Re: The Resignation of Ken Alexander
Wednesday, June 11th, 2008 by Don Gillmor | 3 Comments »
[Upon Ken Alexander's resignation as Walrus editor, comments have landed in media outlets across Canada. Below is Walrus contributing editor's Don Gillmor's view. ~The Walrus Online]
Magazines are driven by their editors and occasionally personified by them (William Shawn’s New Yorker, for example). The Walrus is Ken Alexander, both in conception and attitude (democratic, wide-ranging, messy). Under his tutelage, the magazine is alive—a forum for both ideas and (more selfishly) writers. Where else could you write a 9,000-word political piece? The long form was nurtured by him. In the ever-diminishing world of letters the response to this is: Who gives a shit? But long form magazine journalism maintains a critical place in the literary ecosystem. It is the logical stepping stone to a book. It gives the writer a chance to explore an idea in a way that isn’t possible at 3,000 words and gives the reader an experience he won’t find elsewhere.

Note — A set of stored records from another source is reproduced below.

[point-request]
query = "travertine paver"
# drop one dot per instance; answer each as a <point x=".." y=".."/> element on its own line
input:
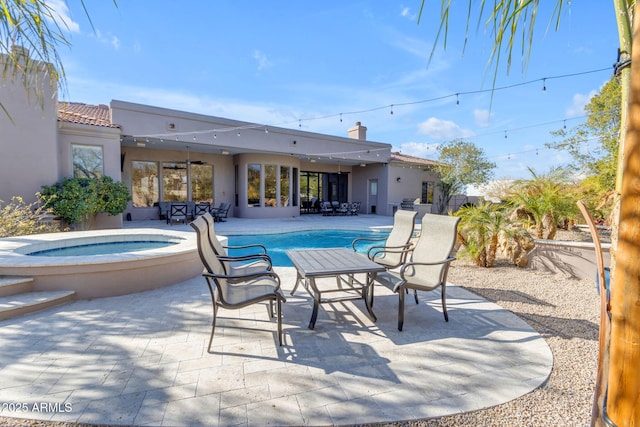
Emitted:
<point x="141" y="359"/>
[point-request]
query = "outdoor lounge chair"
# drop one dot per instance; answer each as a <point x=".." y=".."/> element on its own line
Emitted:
<point x="604" y="329"/>
<point x="354" y="208"/>
<point x="220" y="213"/>
<point x="201" y="209"/>
<point x="343" y="209"/>
<point x="177" y="212"/>
<point x="326" y="208"/>
<point x="236" y="291"/>
<point x="428" y="266"/>
<point x="395" y="247"/>
<point x="242" y="264"/>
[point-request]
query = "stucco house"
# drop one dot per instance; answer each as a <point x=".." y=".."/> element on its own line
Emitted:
<point x="165" y="155"/>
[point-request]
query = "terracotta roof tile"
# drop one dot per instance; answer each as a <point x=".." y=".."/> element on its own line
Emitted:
<point x="76" y="112"/>
<point x="404" y="158"/>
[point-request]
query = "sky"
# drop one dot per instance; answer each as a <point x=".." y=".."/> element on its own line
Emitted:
<point x="322" y="66"/>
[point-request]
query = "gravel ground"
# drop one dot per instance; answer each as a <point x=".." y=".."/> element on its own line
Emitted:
<point x="564" y="311"/>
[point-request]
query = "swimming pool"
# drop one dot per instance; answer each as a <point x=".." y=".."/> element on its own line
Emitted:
<point x="278" y="243"/>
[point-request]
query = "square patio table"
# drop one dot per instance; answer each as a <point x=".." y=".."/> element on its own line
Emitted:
<point x="341" y="263"/>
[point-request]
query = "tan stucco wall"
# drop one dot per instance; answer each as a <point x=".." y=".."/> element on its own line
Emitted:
<point x="28" y="138"/>
<point x="107" y="138"/>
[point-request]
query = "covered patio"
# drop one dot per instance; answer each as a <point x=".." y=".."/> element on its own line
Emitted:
<point x="141" y="358"/>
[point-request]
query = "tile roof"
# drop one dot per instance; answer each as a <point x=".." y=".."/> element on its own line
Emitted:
<point x="404" y="158"/>
<point x="77" y="112"/>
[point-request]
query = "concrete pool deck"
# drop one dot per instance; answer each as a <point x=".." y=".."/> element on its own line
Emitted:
<point x="141" y="359"/>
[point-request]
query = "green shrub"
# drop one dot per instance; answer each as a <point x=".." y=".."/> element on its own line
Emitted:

The magazine cultivates the readership that Saturday Night left in the wake of its slow death. It is an enviable readership: national, sophisticated, and astute. As the death of SN demonstrated, to found a literary magazine and keep it going takes heroic energy, dedication, and money. Ken had all three, a rare happenstance. Whoever succeeds him will need those qualities as well.
Apparently, there was turmoil. It was always thus. McClelland & Stewart experienced turmoil under Jack McClelland (descriptions of Jack were eerily similar to those of Ken) as well as one of its most productive (and seminal) eras. From a writer’s perspective, the critical measure of a magazine is the experience with the editor, and in my case it was a wonderfully happy and fertile one. There is also the experience of the magazine itself. Do I want to read it?
It is uneven, as some critics have noted. But everything is uneven. Every New Yorker issue, every issue of the Atlantic and the New York Review of Books. Anything that is even is even because it is standardized into mush. Esquire is enjoying a prolonged period of evenness along with hundreds of other titles on the rack, some of them quite successful as measured by sales. New magazines are launched weekly it seems, all chasing the lifestyle market, hoping to cash in. A book editor once told me that the critical test for any book was: Is it alive? Under Ken, The Walrus is alive—as a voice in public affairs, as a nurturing ground for dozens of interns, as a standard for editorial excellence, as a haven for writers. Finding someone else who’ll donate $3 million and eighty hours a week to those causes will take a house to house search.